A systems-level evaluation framework for comparing how different agent communication protocols behave under real-world constraints: latency, failures, coordination overhead, and observability.

Goal: Answer the question: When should you use Tool-based agents (MCP) vs. Multi-agent communication (A2A)?


🎯 The Problem

Agent systems are often evaluated on "happy path" scenarios.
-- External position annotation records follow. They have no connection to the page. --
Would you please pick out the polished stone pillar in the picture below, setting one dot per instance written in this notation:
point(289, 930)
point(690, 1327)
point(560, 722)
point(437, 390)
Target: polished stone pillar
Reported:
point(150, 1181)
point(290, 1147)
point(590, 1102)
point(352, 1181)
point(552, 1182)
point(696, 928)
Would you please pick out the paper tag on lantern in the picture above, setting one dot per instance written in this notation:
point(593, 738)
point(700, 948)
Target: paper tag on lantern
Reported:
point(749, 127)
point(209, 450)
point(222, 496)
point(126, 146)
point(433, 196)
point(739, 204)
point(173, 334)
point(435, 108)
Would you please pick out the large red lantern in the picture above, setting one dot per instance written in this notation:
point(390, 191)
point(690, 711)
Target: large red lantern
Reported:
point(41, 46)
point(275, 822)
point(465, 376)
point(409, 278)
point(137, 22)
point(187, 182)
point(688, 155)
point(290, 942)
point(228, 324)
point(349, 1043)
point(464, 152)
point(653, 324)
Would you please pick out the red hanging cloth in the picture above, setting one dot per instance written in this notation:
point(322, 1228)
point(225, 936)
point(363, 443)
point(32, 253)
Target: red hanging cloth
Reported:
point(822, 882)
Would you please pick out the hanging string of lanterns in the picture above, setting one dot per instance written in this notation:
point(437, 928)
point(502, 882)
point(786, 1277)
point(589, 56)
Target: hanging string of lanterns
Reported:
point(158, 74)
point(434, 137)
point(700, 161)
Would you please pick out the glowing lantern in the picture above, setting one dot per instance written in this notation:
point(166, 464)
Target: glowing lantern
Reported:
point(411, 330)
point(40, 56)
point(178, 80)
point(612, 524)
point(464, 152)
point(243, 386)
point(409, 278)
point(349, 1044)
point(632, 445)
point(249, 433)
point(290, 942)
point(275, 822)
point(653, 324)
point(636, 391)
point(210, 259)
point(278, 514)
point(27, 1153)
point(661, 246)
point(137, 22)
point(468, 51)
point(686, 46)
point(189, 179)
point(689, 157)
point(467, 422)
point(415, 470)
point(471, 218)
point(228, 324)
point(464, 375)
In production:

  • Tools timeout
  • Agents crash
  • Failures cascade
  • Coordination becomes complex
  • Debugging is hard

This project deliberately injects failures to compare how different protocols handle real-world friction.


🔬 What We're Comparing

Model Context Protocol (MCP) - Tool-Oriented

  • Agent executes structured tool calls
  • Deterministic, schema-validated
  • Strength: Control, predictability
  • Weakness: Limited flexibility

Agent-to-Agent (A2A) - Multi-Agent

  • Agents communicate with each other
  • Task decomposition across multiple agents
  • Strength: Flexibility, scalability
  • Weakness: Coordination complexity, harder to debug

Hybrid

  • Agents use tools + communicate with peers
  • Best of both worlds (or worst?)

📊 Three Test Scenarios

Scenario 1: Tool-Oriented Execution (MCP Strength)

Use Case: User Data Enrichment Pipeline

Agent → Fetch User Data → Call External API → Aggregate Result

Focus: Tool latency, schema validation, retry behavior

Scenario 2: Multi-Agent Collaboration (A2A Strength)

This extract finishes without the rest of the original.